Dáil debates

Thursday, 1 December 2005

4:00 pm

Photo of Séamus BrennanSéamus Brennan (Dublin South, Fianna Fail)

I propose to take Questions Nos. 7, 21, 27, 38, 60, 85 and 96 together.

Reducing local authority housing waiting lists is a matter for my colleague, the Minister for the Environment, Heritage and Local Government, and neither I nor my Department has any direct role in that regard. However, under the supplementary welfare allowance scheme, administered on my behalf by the community welfare division of the Health Service Executive, a weekly or monthly rent supplement is available to assist eligible people who are unable to meet their immediate accommodation needs through their own resources.

In recent years, a significant number of people have come to rely on rent supplements for extended periods, including people on local authority housing waiting lists. In response to this, the Government has introduced a new rental assistance arrangement giving local authorities specific responsibility for meeting, on a phased implementation basis, the longer-term housing needs of people receiving rent supplement for 18 months or more. When fully operational, local authorities will meet the housing needs of these individuals through a range of approaches, including the traditional range of social housing options, the voluntary housing sector and, in particular, a new public private partnership-type rental accommodation scheme. These arrangements are intended to comprise a long-term housing option for the people concerned. Some €19 million has been transferred from my Department's Vote for 2005 to that of the Department of the Environment, Heritage and Local Government to finance this initiative and similar arrangements will apply in 2006 and succeeding years as the new arrangements are implemented.

The rental assistance arrangements will also cater for new applicants for rent supplements and people who have been receiving rent supplement for less than 18 months, as long as the local authority is satisfied they have a long-term housing need.
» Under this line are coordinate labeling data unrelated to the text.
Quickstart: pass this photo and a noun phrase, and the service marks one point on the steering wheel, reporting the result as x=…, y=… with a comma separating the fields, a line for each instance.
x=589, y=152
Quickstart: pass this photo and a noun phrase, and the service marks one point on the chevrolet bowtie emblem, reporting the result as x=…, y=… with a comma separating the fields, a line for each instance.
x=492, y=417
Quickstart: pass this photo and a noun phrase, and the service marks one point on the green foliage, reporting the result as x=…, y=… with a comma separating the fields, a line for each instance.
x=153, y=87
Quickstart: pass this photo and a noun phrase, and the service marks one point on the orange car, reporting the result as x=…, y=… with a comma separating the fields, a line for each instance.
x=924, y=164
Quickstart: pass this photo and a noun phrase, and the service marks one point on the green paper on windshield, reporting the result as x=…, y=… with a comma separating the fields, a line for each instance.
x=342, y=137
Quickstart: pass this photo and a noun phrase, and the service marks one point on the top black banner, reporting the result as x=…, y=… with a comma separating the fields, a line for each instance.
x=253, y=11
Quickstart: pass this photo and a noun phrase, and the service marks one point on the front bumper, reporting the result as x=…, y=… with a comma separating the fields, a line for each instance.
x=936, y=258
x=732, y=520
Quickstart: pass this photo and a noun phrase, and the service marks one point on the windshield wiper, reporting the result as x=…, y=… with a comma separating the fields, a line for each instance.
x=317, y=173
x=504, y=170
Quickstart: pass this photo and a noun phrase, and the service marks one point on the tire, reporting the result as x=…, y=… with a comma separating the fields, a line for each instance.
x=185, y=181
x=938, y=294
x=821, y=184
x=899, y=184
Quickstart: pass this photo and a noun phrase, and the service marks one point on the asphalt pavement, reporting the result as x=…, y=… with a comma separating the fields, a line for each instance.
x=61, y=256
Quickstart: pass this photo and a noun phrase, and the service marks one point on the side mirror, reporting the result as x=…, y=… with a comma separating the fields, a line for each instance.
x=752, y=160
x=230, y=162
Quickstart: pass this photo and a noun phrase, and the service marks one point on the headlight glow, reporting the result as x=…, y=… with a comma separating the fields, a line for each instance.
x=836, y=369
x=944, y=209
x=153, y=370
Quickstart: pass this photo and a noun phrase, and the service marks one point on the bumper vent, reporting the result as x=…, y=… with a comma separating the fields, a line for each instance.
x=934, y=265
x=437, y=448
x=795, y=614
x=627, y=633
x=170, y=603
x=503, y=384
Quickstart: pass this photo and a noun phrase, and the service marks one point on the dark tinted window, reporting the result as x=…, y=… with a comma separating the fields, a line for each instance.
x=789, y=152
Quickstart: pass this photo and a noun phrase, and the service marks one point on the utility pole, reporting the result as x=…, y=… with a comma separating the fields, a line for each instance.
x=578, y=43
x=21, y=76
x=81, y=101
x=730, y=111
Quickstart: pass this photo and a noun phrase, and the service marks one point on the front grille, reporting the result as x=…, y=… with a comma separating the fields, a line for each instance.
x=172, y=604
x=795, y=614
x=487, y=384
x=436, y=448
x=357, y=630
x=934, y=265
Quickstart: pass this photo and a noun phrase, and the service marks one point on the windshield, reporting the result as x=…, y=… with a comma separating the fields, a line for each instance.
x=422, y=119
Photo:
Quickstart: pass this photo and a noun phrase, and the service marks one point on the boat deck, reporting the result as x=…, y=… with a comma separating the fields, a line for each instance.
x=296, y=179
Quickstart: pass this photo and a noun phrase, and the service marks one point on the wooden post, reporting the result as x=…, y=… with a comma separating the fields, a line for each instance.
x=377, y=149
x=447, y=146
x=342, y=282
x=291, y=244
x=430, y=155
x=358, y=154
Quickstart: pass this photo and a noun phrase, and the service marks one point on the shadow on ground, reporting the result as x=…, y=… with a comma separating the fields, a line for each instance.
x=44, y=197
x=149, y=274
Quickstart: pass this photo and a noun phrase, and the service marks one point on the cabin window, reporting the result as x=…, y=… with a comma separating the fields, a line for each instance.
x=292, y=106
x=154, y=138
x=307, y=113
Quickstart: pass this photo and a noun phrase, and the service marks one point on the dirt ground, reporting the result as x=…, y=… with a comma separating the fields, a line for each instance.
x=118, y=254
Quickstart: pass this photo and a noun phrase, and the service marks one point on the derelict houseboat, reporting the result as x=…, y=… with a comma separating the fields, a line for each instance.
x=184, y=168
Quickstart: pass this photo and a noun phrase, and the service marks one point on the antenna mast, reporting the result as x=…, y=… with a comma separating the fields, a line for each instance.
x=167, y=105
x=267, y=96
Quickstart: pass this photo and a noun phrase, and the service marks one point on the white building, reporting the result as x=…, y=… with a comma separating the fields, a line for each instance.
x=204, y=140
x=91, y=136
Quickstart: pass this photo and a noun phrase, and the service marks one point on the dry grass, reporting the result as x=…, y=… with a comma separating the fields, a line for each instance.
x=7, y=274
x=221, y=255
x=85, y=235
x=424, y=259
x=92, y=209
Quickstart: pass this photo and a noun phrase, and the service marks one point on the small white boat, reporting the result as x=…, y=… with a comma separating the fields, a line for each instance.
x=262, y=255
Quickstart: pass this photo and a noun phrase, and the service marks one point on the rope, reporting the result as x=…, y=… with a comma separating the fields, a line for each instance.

These people will be eligible for some form of assistance from their local authority under the scheme, be it contracted rental accommodation, voluntary housing or a local authority house. Local authorities are in the process of negotiating with landlords to form a stock of contracted accommodation.

The new arrangements are being implemented in 11 local authority areas and arrangements are due to be initiated in all local authority areas by the end of 2005. The Department of the Environment, Heritage and Local Government has indicated that 56 tenants have been accommodated under the rental accommodation scheme by November of this year and that a further group of up to 200 will be accommodated this December. An initial independent evaluation of the implementation process will be undertaken in 2006 and it will consider remaining issues. Some 59,677 households are in receipt of assistance under the rent supplement scheme. Over half of these, almost 33,000 tenants, have been on the scheme for 18 months or more. My Department and the Health Service Executive are actively assisting the local authorities and the Department of the Environment, Heritage and Local Government in implementing the new arrangements. For example, the latter Department has been supplied with detailed information on the 33,000 people who have been on rent supplement for 18 months or more.